One-Name Email and Tech Nerds Fail Themsleves Again

Recently in the Wall Street Journal, they highlighted the phenomenom of one-name email and the bragging rights associated with them.  How can it be that the brightest technical minds of a generation gets stymied by something so simple and so trivial?

Email has been around office life for a few decades by now, and for millenials, they’ve always been part of life. So small companies and startups have opted to use the casual first-name as a convention for email, blissfully unaware that this would be an issue down the line?

Perhaps they weren’t planning on the company’s success. Perhaps they’ve never been in a room with more than one person named Dave. It sounds implausible.

Then again, I can’t imagine hiring anyone with the same name as someone else at the company when the name in question is more than a little uncommon. I know a small company of about 9 employees and two of them are share the first name of Austin. Why would you do that to yourselves?

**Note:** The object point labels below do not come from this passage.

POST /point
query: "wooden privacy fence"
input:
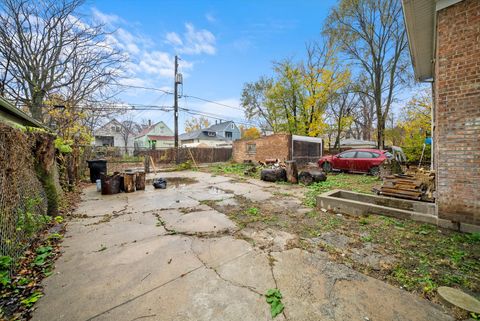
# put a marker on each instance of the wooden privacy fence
(201, 155)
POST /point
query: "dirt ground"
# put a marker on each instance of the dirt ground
(209, 247)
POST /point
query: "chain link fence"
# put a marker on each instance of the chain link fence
(23, 202)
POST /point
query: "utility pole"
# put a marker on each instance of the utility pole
(175, 108)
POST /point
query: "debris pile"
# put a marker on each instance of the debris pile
(272, 170)
(419, 185)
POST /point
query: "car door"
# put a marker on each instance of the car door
(363, 161)
(344, 161)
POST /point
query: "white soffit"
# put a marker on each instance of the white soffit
(420, 23)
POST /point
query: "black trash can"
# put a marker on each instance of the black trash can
(97, 167)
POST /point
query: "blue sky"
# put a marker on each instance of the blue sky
(222, 44)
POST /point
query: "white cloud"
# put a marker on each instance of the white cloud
(156, 63)
(105, 18)
(195, 42)
(222, 111)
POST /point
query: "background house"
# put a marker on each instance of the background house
(227, 129)
(109, 135)
(218, 135)
(156, 136)
(445, 48)
(117, 134)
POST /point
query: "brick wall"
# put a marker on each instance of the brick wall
(457, 112)
(272, 146)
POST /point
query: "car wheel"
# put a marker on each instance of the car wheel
(327, 167)
(375, 171)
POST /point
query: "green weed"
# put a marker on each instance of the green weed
(274, 298)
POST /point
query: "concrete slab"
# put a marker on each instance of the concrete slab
(328, 291)
(203, 222)
(118, 264)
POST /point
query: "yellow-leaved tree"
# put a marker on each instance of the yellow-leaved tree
(416, 122)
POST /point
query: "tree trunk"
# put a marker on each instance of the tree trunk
(146, 163)
(129, 182)
(380, 134)
(273, 175)
(140, 181)
(292, 172)
(35, 106)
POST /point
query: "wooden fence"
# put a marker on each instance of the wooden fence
(201, 155)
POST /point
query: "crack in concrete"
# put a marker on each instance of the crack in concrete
(203, 235)
(162, 285)
(271, 263)
(236, 284)
(108, 217)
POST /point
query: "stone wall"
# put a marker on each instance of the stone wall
(273, 146)
(457, 112)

More specifically, wrap your head around this one…. Katie Janesen, Marketing Officer at AppLovin hired her own intern, who just happened to be Katy Jensen. How did someone with such a similar name even make it past the interview screen?

These don’t seems like terribly difficult problems to sort out, but maybe using all one’s brain power to create new ways of making shopping easier leaves little overhead left to sort out common sense issues such as these.